Using an HTTP proxy in Scrapy routes outbound requests through a different network path, which is useful for controlled egress, IP-based access rules, and provider-managed proxy pools.

Current Scrapy applies proxy routing through its built-in HttpProxyMiddleware. In current releases, the common pattern is to set meta["proxy"] on each Request that should use the proxy, and new spider examples should use start() instead of older start_requests() snippets.

A proxy can slow requests, fail independently of the target site, or expose traffic to another operator.
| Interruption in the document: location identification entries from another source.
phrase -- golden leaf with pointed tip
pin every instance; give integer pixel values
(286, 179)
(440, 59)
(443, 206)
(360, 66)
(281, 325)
Use only approved proxies, keep credentials out of source control, and verify the routed request against a simple HTTP echo endpoint before using the same setting in a larger crawl.

Steps to use an HTTP proxy in Scrapy:

  1. Open the Scrapy project directory that contains scrapy.cfg.
    $ cd /srv/proxydemo
  2. Confirm the project has not disabled proxy support.
    $ scrapy settings --get HTTPPROXY_ENABLED
    True

    Current Scrapy projects leave this enabled by default, so you only need to restore HTTPPROXY_ENABLED = True when an older project or custom settings turned it off. If the project replaces DOWNLOADER_MIDDLEWARES, make sure scrapy.downloadermiddlewares.httpproxy.HttpProxyMiddleware is still enabled there as well.

  3. Add the proxy URL to the request metadata in the spider.
    import scrapy
     
     
    class HeadersSpider(scrapy.Spider):
        name = "headers"
     
        async def start(self):
            yield scrapy.Request(
                "http://origin.example.net/headers",
                meta={"proxy": "http://proxy-user:proxy-pass@proxy.example.net:8888"},
            )
     
        def parse(self, response):
            via_header = [value.decode() for value in response.headers.getlist("Via")]
            self.logger.info("Via header: %s", via_header)
            yield {
                "status": response.status,
                "url": response.url,
            }

    Scrapy reads proxy credentials from the proxy URL itself, so authenticated proxies use the same meta["proxy"] field instead of a separate request option.

    URL-encode reserved characters in the proxy username or password before placing them in the proxy URL, or the middleware can parse the credentials incorrectly.

  4. Run the spider and confirm the response came back through the proxy.
    $ scrapy crawl headers -L INFO
    ##### snipped #####
    [headers] INFO: Via header: ['1.1 proxy.example.net']
    [scrapy.core.engine] INFO: Spider closed (finished)

    The sample Via header proves the request passed through the proxy before Scrapy received the response.

  5. Open scrapy shell and re-test the same URL through the proxy before applying the pattern to more requests.
    $ scrapy shell 'http://origin.example.net/headers' --nolog
    >>> fetch(response.url, meta={"proxy": "http://proxy.example.net:8888"})
    >>> response.status
    200
    >>> response.headers.getlist("Via")
    [b'1.1 proxy.example.net']

    If your proxy does not add a Via header, confirm routing in the proxy access log or by checking the outbound IP or headers that the target test endpoint reports.

Notes

  • Set meta["proxy"] on every Request that should use the proxy, including follow-up requests created in callbacks.
  • Set meta["proxy"] = None on one request when the process inherited http_proxy or https_proxy from the environment but that specific request must go direct.
  • Current Scrapy uses latin-1 for proxy credentials unless HTTPPROXY_AUTH_ENCODING is changed, so switch that setting to utf-8 when the proxy username or password contains characters outside latin-1.
  • Older projects that must stay compatible with pre-2.13 Scrapy may still use start_requests(), but current Scrapy examples should use start() for new spider entrypoints.